Le but étant, bien entendu, le partage de fichiers (photos, musique, vidéo) et pour mon cas perso de faire mes sauvegardes time machine par wifi à tout moment.



il y a bien la solution apple (time capsule), mais est-ce la meilleure en terme de facilité d'emploi, d'ergonomie, ...

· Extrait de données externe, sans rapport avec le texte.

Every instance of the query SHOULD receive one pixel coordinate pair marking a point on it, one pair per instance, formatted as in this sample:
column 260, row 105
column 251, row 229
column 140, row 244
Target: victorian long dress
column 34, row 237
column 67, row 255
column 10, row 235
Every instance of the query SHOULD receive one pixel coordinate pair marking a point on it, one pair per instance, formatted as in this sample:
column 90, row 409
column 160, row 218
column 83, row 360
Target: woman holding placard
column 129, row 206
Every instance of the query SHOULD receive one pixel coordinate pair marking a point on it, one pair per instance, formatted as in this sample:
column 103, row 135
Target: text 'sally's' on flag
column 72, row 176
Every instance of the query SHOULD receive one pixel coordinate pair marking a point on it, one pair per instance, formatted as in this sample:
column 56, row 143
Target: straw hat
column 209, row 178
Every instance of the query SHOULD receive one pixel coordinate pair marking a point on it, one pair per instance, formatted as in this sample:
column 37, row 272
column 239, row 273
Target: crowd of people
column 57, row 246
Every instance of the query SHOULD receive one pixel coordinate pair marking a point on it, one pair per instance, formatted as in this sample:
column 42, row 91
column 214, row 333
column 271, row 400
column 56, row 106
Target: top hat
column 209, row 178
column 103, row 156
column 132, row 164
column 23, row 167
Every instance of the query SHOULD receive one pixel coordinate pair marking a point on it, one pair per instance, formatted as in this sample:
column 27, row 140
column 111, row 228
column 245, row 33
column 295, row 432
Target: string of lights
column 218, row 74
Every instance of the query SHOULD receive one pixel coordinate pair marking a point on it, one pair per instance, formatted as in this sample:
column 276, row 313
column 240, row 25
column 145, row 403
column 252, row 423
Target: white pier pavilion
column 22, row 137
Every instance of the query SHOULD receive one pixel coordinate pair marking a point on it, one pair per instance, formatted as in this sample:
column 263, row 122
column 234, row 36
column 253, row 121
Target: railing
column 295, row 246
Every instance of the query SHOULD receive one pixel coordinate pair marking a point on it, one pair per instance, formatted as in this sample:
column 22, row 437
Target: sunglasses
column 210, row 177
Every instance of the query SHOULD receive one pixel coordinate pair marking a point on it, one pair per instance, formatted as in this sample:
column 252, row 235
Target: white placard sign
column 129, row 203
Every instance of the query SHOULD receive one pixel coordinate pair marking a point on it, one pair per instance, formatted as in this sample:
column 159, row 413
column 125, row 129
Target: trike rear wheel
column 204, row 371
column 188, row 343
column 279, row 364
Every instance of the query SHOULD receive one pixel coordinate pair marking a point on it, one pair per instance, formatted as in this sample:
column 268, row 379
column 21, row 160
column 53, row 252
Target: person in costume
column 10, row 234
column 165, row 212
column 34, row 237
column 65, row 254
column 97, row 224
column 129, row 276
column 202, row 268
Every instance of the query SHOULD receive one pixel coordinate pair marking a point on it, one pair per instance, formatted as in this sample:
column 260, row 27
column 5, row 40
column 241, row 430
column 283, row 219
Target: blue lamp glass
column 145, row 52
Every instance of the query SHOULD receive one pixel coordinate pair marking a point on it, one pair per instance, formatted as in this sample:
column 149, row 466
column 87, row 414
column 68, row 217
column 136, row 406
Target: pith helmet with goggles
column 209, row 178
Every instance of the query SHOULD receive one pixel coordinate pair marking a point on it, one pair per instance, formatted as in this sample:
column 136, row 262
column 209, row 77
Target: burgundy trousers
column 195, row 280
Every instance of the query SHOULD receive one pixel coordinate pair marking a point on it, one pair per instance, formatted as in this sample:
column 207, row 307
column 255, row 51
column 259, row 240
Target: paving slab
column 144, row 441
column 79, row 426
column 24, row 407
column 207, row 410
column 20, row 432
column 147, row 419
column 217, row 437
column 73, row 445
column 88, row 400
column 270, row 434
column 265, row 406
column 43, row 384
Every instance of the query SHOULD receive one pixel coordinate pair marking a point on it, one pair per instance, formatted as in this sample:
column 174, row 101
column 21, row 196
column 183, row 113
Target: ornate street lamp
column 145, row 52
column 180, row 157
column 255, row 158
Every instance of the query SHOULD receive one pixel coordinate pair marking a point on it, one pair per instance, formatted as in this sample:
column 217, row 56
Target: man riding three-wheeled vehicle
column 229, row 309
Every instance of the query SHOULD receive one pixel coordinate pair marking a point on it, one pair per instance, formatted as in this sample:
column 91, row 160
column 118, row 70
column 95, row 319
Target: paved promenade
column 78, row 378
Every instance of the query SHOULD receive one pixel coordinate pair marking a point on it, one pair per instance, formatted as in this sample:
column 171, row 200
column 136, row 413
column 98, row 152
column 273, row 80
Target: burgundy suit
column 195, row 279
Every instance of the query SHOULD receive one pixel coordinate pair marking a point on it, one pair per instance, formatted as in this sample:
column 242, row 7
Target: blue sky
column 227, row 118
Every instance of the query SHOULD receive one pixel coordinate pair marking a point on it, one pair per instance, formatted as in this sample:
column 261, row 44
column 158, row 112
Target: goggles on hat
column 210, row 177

puis-je trouver quelque chose de moins ciblé mac?
on m'a parlé des nas synology.
j'ai oublié le modèle, désolé.

voili voilou
merci de m'aider si vous le pouvez car pour l'instant je ne sauvegarde rien et c'est plutôt risqué (déjà égaré des photos ... grrrrrr)

à vot'bon coeur


----------



## kaos (20 Juillet 2012)

ça va etre compliqué car Time machine demande un format de disque pour mac alors
le Pc ne pourra pas y accéder .

Une solution serait d'avoir un NAS à deux disques , dans ce cas tu pourrait avoir un disque pour Tmachine et un autre pour y mettre des médias.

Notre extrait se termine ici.